3
votes

I've been studying binary heaps, and they are obviously a good data structure for a priority queue. Let's say that my stream of data has millions (N) of records, and I'm periodically interested in the top 1000 (k << N) records by rank. With enough space, I would just maintain an N-sized binary heap, and each insertion would be O(log N). What I'd like to do, though, is prune the tree on every insertion, i.e. discard the 1001st element. It's not obvious to me how to do pruning in less than O(k) time.

(If I were happy with O(k) time for each pruning (and insertion), I'd just maintain an ordered list of k elements, not a heap.)

One idea is to have two parallel heaps, one which keeps mins, the other keeping maxes, where both keep only the top 1000 elements. It's a bit ugly, though.

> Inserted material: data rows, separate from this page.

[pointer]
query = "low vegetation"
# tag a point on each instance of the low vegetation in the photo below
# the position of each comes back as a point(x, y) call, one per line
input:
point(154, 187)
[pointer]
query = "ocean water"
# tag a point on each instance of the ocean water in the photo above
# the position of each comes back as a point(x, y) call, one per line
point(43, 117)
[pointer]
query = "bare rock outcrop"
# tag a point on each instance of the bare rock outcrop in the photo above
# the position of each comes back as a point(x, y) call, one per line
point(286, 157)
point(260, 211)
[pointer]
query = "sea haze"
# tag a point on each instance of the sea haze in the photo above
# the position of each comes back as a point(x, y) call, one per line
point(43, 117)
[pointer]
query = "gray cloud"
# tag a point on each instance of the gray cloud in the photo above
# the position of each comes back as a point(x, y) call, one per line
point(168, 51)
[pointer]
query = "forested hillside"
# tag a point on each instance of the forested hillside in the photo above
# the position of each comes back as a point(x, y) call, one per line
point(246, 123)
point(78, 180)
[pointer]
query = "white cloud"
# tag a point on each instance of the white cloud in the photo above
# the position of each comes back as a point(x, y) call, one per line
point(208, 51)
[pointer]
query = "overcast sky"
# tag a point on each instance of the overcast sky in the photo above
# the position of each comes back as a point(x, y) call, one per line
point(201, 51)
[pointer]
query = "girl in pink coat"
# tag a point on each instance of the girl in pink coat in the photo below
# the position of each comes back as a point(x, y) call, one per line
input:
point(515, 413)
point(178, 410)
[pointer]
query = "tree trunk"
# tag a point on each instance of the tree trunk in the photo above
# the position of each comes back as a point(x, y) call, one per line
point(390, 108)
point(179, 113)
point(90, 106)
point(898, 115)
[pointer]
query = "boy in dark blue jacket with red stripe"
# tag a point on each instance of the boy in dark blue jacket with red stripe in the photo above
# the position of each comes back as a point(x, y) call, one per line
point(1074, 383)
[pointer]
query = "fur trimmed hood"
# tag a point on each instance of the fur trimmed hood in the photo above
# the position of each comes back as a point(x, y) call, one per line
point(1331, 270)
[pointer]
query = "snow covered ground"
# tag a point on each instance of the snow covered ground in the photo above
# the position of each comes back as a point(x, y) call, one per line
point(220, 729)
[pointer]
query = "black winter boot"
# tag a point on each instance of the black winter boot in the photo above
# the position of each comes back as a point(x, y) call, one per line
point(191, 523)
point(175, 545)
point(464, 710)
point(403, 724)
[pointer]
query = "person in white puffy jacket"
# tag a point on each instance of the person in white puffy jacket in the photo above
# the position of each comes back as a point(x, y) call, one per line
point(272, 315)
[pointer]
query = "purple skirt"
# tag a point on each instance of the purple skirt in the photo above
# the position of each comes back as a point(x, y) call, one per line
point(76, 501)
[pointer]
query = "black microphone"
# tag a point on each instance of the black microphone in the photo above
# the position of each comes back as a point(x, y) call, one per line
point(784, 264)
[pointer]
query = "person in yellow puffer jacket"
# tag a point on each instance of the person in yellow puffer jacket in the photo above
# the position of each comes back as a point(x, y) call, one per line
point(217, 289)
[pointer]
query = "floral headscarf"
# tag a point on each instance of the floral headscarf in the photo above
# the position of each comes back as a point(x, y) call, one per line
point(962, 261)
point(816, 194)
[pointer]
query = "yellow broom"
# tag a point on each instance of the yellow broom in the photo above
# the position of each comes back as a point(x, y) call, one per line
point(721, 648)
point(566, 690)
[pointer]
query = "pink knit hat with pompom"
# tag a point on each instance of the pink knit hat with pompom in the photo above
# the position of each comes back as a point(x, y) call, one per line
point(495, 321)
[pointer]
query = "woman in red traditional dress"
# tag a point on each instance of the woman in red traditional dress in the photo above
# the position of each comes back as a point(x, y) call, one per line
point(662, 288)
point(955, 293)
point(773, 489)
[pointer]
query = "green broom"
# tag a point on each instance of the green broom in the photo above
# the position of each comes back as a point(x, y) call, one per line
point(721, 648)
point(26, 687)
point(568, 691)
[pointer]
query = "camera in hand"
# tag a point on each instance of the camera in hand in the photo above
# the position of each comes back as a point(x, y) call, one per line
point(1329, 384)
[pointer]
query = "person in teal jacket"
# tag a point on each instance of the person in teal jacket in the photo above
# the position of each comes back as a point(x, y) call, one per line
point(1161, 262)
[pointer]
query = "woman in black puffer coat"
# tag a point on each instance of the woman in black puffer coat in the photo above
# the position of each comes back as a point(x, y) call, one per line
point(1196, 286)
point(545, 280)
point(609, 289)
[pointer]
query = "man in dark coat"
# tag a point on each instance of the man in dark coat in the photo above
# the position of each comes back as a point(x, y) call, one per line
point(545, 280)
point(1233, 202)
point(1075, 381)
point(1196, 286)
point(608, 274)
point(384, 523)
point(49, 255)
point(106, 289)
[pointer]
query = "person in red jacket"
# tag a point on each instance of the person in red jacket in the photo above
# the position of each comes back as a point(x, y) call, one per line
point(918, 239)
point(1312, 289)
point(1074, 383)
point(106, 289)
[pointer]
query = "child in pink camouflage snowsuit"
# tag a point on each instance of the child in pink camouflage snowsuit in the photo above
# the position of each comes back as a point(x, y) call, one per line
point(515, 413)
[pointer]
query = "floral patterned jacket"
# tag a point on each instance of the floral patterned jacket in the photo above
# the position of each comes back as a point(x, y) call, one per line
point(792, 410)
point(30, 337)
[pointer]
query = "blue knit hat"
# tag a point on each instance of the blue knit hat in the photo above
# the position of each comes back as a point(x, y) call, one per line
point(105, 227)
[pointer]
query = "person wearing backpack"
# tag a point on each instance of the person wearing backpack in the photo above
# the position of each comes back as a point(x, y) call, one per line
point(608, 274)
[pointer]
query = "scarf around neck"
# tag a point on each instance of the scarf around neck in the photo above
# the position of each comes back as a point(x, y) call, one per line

Just to clarify, these are my constraints:

  • insertion: ideally less than ~1000 ops (so rules out primitive list)
  • storage: limited, need to prune unpopular items roughly at rate of insertion (some constant-ish overhead is ok)
  • querying top 1000: top 1000 items don't have to be perfectly sorted, heap-ish order is fine
3
Can you state your question a little more clearly? (Hint: questions end in question marks)PengOne
If you prune after every k steps (k = 1000 is the number of items to select) with a selection algorithm, then each insert is O(1). (This is a comment because you specified every step.)Per
Basically, it comes down to this: - A balanced binary tree is great for a dynamic situation where you want to keep the top 1000 items over time, and you need to query them fairly frequently. - A Min-Max heap overcomes some of the limitations of a simple Min-Heap. - For a more static situation where you just want to get the top 1000 items from a large dataset, you essentially use an upside-down heap, where the head element is no longer the "best" item, but instead the head element is the gatekeeper to the top 1000, with ordering reversed such that "better" items are deeper down.Steve Howell
Is it not enough to have a 2047-item binary heap and whenever you add a new item and the heap is already full, just replace the last (2047th) element with the item you are inserting?Antti Huima

3 Answers

4
votes

You can do this very easily with a binary heap.

Say you have a stream of items of some unknown size, and you want to find the top 1,000 items. Here's the idea.

initialize heap
while (items to be read)
{
    read item
    if (heap.count < 1000 OR item > heap.Peek())
    {
        // Either we haven't added 1,000 items yet,
        // or the new item is larger than the smallest
        // item on the heap.
        heap.Add(item)
        if (heap.count > 1000)
        {
            // trim the heap
            // This makes sure that the heap doesn't
            // grow too large.
            heap.RemoveFirst()
        }
     }
}

( heap.Peek() examines but does not remove the lowest item on the heap).

When you're done, the heap will contain the top 1,000 items by rank.

This cannot be done in O(N) time. The complexity of this algorithm is O(N log k), where k is the size of the heap.

By the way, you won't maintain an ordered list in O(N) time, either.

Another option, if you can keep all 1,000,000 items in an array, is Quickselect. It runs in O(N) time, but I've found that when k is small in comparison to N, the heap selection technique is faster. See When theory meets practice for the details.

If you can't keep all the items in memory (i.e. you're working with a stream of data), then the heap selection technique is the best you can do. You could do the same thing with a skip list, which would also be O(n log k), but the skip list might perform slightly better than a binary heap.

By the way, that O(n log k) is the worst case, which would happen if the items were presented to the heap in sorted order. In that case, every item is added to the heap. If items are are distributed more normally, the majority of items don't get past the heap.Peek() test. My tests show that with a normal distribution, only about 10% of the items (when selecting 1,000 from 1,000,000) pass that first test. Again, more information is available in the blog post I linked above.

2
votes

Sounds like you need a Min-Max heap.

That gives you O(log(n)) operations for both delete min and delete max, which should help you achieve your goal.

1
votes

Heap is not good for searching items, and it doesn't preserve order of elements to keep first 1000 elements, you can do this with balanced binary search tree in O(n).

Edit: Also Idea of using min heap to get biggest item is fine enough, and I wasn't aware of that, but I prefer BST.